Вторая важнейшая причина — это социальные и культурные процессы, происходящие в России, как и во всем развитом или хотя бы «относительно развитом» мире, и делающие Россию неспособной вести войны, требующие напряжения всех сил и предполагающие большие людские потери (во всяком случае, если это не оборонительные войны). Маленькая рождаемость увеличивает ценность человеческой жизни, и матери единственного ребенка готовы на все, чтобы не подвергать его жизнь опасности. Кроме того, городской парень, привыкший к относительному комфорту, не способен спокойно выдерживать тяготы и лишения «традиционной» войны. США научились вести войны нового типа, как в Косово, где превосходство в вооружении привело к тому, что они выиграли войну, не потеряв ни одного солдата. Но Россия — не США, а Чечня — не Косово, где США противостоял (если такое слово здесь вообще применимо) не вооруженный народ, а регулярная сербская армия.
Третья причина специфически российская: полное отсутствие мотивов, которые могли бы побудить людей честно и добросовестно воевать. «Зашита конституционного строя» — лозунг, который никого вдохновить не мог. «Величие и целостность России» — так же, ибо после того как российская власть сама распустила СССР, завоевание Чечни — несомненно, значительно более чуждой для России страны, чем, например, вытолкнутая в независимость Белоруссия, выглядело абсурдом.
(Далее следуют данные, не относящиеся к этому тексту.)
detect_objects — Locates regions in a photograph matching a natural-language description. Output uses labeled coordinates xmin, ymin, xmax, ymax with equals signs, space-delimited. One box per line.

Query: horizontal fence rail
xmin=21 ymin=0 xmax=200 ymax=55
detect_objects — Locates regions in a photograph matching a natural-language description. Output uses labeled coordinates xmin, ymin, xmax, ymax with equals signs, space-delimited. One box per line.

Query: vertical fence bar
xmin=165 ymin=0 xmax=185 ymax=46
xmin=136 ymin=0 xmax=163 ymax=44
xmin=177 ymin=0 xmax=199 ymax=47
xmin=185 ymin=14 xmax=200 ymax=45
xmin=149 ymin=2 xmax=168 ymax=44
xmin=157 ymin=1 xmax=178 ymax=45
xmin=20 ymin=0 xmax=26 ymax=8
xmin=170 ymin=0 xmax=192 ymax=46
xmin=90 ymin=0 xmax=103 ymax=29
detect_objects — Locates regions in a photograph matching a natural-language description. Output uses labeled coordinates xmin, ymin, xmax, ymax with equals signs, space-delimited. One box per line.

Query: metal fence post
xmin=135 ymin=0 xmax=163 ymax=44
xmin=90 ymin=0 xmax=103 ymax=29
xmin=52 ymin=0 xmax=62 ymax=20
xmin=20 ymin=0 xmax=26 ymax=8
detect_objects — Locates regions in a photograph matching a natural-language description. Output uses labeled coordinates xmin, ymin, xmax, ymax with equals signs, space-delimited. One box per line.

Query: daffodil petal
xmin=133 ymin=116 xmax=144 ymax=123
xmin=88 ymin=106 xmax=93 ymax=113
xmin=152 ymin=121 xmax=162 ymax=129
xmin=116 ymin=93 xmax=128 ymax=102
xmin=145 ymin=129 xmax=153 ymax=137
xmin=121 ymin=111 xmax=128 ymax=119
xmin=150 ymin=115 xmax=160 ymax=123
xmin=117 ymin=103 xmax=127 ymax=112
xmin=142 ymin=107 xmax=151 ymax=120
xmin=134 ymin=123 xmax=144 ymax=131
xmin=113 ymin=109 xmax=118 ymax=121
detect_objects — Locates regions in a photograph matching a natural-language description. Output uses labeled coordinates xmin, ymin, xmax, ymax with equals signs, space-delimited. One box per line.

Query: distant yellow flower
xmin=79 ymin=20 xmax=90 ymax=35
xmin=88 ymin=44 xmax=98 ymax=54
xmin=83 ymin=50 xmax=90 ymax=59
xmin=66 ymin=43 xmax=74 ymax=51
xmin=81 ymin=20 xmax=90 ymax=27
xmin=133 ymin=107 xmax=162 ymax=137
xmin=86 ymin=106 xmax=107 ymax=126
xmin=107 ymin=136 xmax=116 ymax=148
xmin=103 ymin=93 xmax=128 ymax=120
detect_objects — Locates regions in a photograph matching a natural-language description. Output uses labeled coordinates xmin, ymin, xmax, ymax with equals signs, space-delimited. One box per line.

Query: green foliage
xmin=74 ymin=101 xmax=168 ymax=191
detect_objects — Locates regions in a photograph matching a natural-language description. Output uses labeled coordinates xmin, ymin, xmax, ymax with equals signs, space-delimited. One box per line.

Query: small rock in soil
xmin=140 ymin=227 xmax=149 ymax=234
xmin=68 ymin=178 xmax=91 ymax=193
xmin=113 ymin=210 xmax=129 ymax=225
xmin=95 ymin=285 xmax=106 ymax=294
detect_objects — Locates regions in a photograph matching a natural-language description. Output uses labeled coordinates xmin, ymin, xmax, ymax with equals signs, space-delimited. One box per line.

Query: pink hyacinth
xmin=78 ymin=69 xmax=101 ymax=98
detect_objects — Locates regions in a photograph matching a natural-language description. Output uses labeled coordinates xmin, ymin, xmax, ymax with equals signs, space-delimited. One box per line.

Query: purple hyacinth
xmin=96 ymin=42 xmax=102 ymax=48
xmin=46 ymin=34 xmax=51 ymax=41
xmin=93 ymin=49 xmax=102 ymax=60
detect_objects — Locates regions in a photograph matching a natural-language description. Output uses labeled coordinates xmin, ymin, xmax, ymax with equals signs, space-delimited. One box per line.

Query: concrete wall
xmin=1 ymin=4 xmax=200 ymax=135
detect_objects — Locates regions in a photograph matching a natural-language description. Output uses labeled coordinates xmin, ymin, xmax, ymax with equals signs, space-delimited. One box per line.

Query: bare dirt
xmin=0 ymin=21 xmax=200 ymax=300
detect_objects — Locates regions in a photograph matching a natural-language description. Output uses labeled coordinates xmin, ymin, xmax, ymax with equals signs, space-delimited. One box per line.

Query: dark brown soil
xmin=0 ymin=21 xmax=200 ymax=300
К этому надо прибавить предельную коррумпированность российской верхушки, в том числе и армейской, о которой солдаты и рядовые офицеры не могли не знать и которая, естественно, не вдохновляла их на воинские подвиги и самопожертвование.
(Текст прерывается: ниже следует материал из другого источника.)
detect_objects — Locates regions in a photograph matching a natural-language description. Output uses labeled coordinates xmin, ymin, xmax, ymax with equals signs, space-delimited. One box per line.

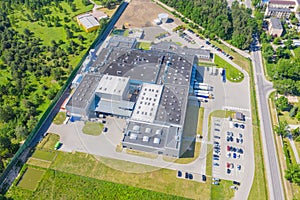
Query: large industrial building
xmin=66 ymin=36 xmax=209 ymax=157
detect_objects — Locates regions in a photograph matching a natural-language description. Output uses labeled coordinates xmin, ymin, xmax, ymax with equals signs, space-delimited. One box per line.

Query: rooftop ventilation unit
xmin=155 ymin=129 xmax=162 ymax=135
xmin=143 ymin=136 xmax=149 ymax=142
xmin=132 ymin=125 xmax=140 ymax=132
xmin=129 ymin=133 xmax=137 ymax=140
xmin=153 ymin=138 xmax=160 ymax=144
xmin=145 ymin=128 xmax=152 ymax=133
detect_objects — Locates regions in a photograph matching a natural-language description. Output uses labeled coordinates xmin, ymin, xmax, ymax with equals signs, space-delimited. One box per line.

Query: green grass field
xmin=211 ymin=180 xmax=234 ymax=199
xmin=17 ymin=167 xmax=45 ymax=191
xmin=82 ymin=122 xmax=104 ymax=136
xmin=53 ymin=112 xmax=66 ymax=125
xmin=214 ymin=54 xmax=244 ymax=82
xmin=8 ymin=170 xmax=185 ymax=200
xmin=210 ymin=40 xmax=251 ymax=73
xmin=32 ymin=149 xmax=56 ymax=161
xmin=248 ymin=63 xmax=268 ymax=200
xmin=37 ymin=133 xmax=59 ymax=150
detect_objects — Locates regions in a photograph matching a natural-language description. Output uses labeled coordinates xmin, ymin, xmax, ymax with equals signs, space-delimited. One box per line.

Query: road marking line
xmin=223 ymin=106 xmax=250 ymax=112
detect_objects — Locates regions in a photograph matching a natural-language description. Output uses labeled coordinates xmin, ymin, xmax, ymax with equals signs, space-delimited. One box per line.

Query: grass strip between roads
xmin=82 ymin=122 xmax=104 ymax=136
xmin=214 ymin=54 xmax=244 ymax=82
xmin=268 ymin=92 xmax=300 ymax=199
xmin=248 ymin=61 xmax=268 ymax=200
xmin=53 ymin=112 xmax=66 ymax=125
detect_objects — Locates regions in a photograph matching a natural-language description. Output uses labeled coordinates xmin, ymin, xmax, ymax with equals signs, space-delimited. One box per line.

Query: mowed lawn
xmin=32 ymin=149 xmax=56 ymax=162
xmin=7 ymin=170 xmax=186 ymax=200
xmin=6 ymin=134 xmax=237 ymax=199
xmin=82 ymin=122 xmax=104 ymax=136
xmin=53 ymin=112 xmax=66 ymax=125
xmin=211 ymin=180 xmax=234 ymax=199
xmin=37 ymin=133 xmax=60 ymax=150
xmin=214 ymin=55 xmax=244 ymax=82
xmin=17 ymin=167 xmax=45 ymax=191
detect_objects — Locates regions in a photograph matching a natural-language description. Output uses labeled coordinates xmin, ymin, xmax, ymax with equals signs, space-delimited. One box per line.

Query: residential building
xmin=269 ymin=17 xmax=283 ymax=37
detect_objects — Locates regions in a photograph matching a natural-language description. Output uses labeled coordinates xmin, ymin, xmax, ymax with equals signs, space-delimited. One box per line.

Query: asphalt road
xmin=252 ymin=48 xmax=284 ymax=200
xmin=0 ymin=2 xmax=128 ymax=192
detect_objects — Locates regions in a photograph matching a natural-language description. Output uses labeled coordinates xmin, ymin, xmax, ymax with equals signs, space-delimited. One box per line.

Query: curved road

Отсюда — всеобщее нежелание рисковать жизнями (то есть попросту говоря — трусость, ибо трусость, как и храбрость, — явления в громадной мере, если не прежде всего, социальные и идеологические), компенсирующееся жестокостью. Никакое превосходство в технике и численности не могло восполнить моральную слабость.
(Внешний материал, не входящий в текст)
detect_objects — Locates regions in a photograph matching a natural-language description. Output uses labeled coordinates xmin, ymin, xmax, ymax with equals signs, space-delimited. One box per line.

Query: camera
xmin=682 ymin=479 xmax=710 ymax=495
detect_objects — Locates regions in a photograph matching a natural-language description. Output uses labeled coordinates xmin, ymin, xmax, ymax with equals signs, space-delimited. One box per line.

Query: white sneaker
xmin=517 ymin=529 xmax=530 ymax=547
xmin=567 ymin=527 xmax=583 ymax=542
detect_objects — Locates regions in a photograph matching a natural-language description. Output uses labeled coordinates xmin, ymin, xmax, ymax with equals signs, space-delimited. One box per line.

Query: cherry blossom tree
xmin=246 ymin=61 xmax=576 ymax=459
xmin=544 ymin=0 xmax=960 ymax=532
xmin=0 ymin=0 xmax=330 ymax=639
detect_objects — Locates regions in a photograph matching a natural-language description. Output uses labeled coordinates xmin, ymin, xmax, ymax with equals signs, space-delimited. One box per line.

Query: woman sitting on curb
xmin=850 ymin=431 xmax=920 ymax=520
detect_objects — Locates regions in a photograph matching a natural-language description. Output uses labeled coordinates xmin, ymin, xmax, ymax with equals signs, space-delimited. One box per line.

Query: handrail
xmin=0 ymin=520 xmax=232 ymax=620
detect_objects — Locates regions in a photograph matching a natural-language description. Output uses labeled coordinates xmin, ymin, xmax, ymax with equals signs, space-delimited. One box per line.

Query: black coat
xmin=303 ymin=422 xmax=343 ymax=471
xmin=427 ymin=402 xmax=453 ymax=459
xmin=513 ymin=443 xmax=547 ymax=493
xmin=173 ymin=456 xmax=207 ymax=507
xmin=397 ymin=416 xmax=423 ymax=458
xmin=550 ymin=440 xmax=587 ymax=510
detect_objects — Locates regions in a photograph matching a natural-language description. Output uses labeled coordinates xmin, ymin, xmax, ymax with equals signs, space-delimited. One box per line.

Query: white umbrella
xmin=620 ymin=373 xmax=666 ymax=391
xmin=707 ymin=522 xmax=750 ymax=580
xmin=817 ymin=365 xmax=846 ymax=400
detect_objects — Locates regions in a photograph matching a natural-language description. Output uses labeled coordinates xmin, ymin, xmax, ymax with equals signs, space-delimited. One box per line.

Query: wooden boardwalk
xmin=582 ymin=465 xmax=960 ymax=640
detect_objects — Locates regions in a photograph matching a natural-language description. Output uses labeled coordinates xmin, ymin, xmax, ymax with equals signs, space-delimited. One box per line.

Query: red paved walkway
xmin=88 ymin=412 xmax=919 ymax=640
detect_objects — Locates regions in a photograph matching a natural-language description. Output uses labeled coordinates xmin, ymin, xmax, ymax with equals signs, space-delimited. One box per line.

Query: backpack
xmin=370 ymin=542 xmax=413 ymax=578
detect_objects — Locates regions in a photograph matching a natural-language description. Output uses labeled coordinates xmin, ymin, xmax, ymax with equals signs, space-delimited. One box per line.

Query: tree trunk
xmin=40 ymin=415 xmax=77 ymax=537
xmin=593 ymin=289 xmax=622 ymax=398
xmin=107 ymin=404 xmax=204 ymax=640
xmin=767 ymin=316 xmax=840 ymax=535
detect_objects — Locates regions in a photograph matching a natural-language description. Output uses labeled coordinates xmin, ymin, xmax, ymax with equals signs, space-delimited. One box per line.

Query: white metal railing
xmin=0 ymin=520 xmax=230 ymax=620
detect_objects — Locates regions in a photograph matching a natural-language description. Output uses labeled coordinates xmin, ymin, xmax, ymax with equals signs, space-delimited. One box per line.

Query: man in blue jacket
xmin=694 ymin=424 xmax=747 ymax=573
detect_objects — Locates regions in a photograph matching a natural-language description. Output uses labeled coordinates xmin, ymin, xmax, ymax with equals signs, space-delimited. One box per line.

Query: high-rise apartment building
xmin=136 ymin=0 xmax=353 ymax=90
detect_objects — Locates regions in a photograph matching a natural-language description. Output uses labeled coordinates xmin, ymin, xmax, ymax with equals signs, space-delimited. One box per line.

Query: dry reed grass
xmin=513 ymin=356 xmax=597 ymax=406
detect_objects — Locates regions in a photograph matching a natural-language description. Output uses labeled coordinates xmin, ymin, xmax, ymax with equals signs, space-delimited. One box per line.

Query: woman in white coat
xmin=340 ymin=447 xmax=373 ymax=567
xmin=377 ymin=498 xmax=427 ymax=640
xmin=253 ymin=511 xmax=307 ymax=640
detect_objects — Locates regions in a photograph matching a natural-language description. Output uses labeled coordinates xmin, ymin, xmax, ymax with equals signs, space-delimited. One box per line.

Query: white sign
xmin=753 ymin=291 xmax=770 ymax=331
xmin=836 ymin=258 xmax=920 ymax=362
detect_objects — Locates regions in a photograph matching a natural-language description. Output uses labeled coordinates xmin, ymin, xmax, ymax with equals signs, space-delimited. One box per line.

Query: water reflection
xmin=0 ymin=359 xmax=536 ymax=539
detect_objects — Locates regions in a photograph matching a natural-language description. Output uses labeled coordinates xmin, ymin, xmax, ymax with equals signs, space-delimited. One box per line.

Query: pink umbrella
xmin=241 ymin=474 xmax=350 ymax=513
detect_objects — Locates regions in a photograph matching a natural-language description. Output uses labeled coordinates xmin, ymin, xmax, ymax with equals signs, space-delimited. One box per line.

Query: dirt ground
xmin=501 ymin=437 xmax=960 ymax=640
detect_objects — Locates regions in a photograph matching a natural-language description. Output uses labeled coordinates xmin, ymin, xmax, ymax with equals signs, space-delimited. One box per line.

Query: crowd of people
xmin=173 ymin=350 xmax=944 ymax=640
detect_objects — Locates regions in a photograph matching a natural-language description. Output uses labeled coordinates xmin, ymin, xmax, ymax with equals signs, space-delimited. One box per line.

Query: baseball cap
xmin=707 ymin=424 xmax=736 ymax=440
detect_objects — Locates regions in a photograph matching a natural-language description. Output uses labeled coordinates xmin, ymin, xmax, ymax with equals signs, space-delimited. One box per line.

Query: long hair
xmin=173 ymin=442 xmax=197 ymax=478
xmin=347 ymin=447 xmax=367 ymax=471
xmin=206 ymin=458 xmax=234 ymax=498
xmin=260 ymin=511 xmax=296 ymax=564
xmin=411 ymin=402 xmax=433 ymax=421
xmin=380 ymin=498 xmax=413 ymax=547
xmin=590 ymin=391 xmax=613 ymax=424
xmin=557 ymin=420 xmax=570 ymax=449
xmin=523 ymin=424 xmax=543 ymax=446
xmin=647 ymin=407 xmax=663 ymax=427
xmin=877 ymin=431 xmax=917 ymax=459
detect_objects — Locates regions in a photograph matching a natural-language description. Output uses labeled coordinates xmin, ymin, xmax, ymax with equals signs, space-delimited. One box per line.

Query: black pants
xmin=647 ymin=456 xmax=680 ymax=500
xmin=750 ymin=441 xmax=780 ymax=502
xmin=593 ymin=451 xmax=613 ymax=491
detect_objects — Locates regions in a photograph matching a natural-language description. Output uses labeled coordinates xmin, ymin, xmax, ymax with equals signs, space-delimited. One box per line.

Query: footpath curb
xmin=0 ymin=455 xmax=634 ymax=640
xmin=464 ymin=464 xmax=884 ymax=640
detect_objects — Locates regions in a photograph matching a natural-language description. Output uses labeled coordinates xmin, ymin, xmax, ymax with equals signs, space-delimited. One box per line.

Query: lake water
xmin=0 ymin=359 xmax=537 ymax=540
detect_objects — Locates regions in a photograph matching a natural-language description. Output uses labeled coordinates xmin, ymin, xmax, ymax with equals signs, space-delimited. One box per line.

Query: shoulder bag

Фантастическая победа в войне естественно перешла в колоссальное поражение Чечни в мире.
В результате войны чеченцы не получили ничего, кроме разоренной и измученной страны. Международного признания они не добились и в ближайший исторический период не добьются. Экономическое положение и жизнь простых людей здесь — ужасны и беспросветны.
Трудное положение послевоенной Чечни в громадной степени не зависит от чеченцев. Любой народ, переживший такую войну, долго и мучительно восстанавливал бы свое хозяйство и боролся с разгулом преступности. Но очень многое в печальном положении послевоенной Чечни объясняется действием именно тех факторов, которые привели чеченцев к военной победе.
Прежде всего — это то же самое чеченское «вольнолюбие». Во время войны чеченцы героически изображали правильно организованное государство и армию — со своими президентом, вице-президентами, генштабом и командующими фронтами. Но как только война кончилась, чеченский анархизм вновь вышел наружу, усугубленный естественными последствиями революции и войны, вынесший на поверхность и сделавший политической элитой социальные слои и социальные типы, способные воевать и побеждать, но очень мало соответствующие задаче построения нормального дееспособного государства. Большевики относительно легко справились со своими «полевыми командирами» — во-первых, потому что они имели дело с народом с совершенно иной, чем чеченская, психологией, способным к страшному бунту, но в целом привыкшим повиноваться власти, и во-вторых, потому что опирались на мощную тоталитарную идеологию и идеологическую организацию. Масхадов имеет дело с народом, привыкшим воспринимать государство как чуждую и враждебную силу, и не имеет тоталитарной идеологии и партии. Помешать Басаеву совершать «газават» Масхадов практически не может. Убить его? Но для чеченца вообще не так просто убить чеченца, а здесь речь идет не просто о чеченце, а о герое войны, живой легенде, и кроме того, смерти Басаев не боится. Арестовать? Но это то же самое, убить даже проще. А приказам он просто не подчиняется.
Малокультурная (будем называть вещи своими именами), очень плохо понимающая, как устроен нечеченский мир, и не знающая, как решать грандиозные задачи, стоящие перед ней, современная чеченская политическая элита мечется. И чувствуя, что построение нормального правового демократического государства никак не получается, она судорожно ищет какой-нибудь сильной, тоталитарной идеологии. Проекты выдвигаются самые экзотические, вроде чисто подросткового чеченского фашизма. Но главное направление поисков — ислам и шариат. Если сотрудников госбезопасности чеченец может послать куда подальше, то может, он будет испытывать религиозный пиетет перед сотрудником «шариатской безопасности»?
Но и этот путь — крайне труден. Ислам в Чечне — далеко не монолит. Здесь много соперничающих суфийских вирдов. Интерпретации шариату даются самые разные, а на горизонте маячит опасность проникающего сюда фундаментализма и саудовского ваххабизма.